The conversation covers a wide arc, but always circles back to human agency, historical perspective, and the need to reinstate critical thinking in digital transformation.
Topics include:
- The fluency trap: why we mistake well-written answers for truth
- How LLMs amplify what we bring to them - curiosity, clarity, or laziness
- The forgotten value of source criticism and scientific theory in AI deployments
- Data strategy, governance, and what Sune calls “forever beta”
- De-ontological design and building systems that know what they should never do
An episode for anyone who wants to understand not just what AI does, but what it does to us.

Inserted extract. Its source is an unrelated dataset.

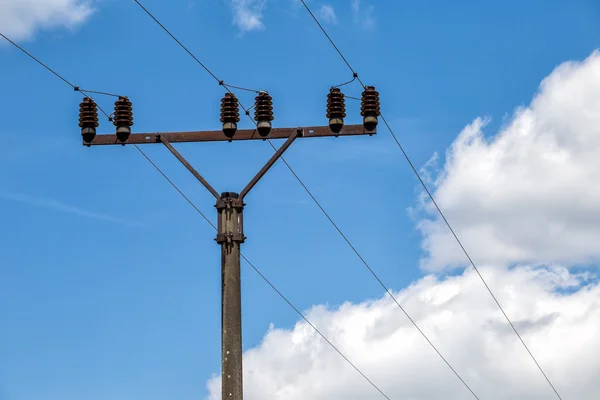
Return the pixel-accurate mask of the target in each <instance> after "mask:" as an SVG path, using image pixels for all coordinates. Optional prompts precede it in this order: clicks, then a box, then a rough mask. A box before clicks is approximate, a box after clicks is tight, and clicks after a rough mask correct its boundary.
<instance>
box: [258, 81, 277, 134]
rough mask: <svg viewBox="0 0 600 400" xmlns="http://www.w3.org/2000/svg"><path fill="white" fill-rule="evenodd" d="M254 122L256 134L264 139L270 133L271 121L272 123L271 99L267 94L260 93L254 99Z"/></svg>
mask: <svg viewBox="0 0 600 400" xmlns="http://www.w3.org/2000/svg"><path fill="white" fill-rule="evenodd" d="M254 104H255V106H254V120H255V121H256V122H257V124H256V127H257V130H258V134H259V135H261V136H263V137H265V136H268V135H269V133H270V132H271V121H273V119H274V117H273V99H272V98H271V96H270V95H269V93H267V92H260V93H259V94H258V96H256V99H255V103H254Z"/></svg>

Do you want to know more about Sune Selsbæk-Reitz?
Sune Selsbæk-Reitz is a Danish tech philosopher and Data & AI Strategist at Demant, a global hearing healthcare company. His work focuses on bridging data strategy, artificial intelligence, and ethics, ensuring that technology serves human dignity rather than efficiency alone.
He is the creator of the Deontological Design framework, which applies Kantian moral philosophy to AI ethics, and the author of the forthcoming book "Promptism: Fluent Machines, Forgotten Questions, and the Fight for Meaning in the Age of AI." Through his writing, public speaking, and research, he explores how fluency, automation, and convenience shape human thinking and moral responsibility in the age of intelligent systems.
Before joining Demant, Sune worked in the financial sector, leading strategic data initiatives and business transformation projects. He holds a master’s degree in philosophy and history, has written extensively on AI ethics and critical thinking, and is a regular speaker at conferences on responsible AI and the future of human-machine interaction.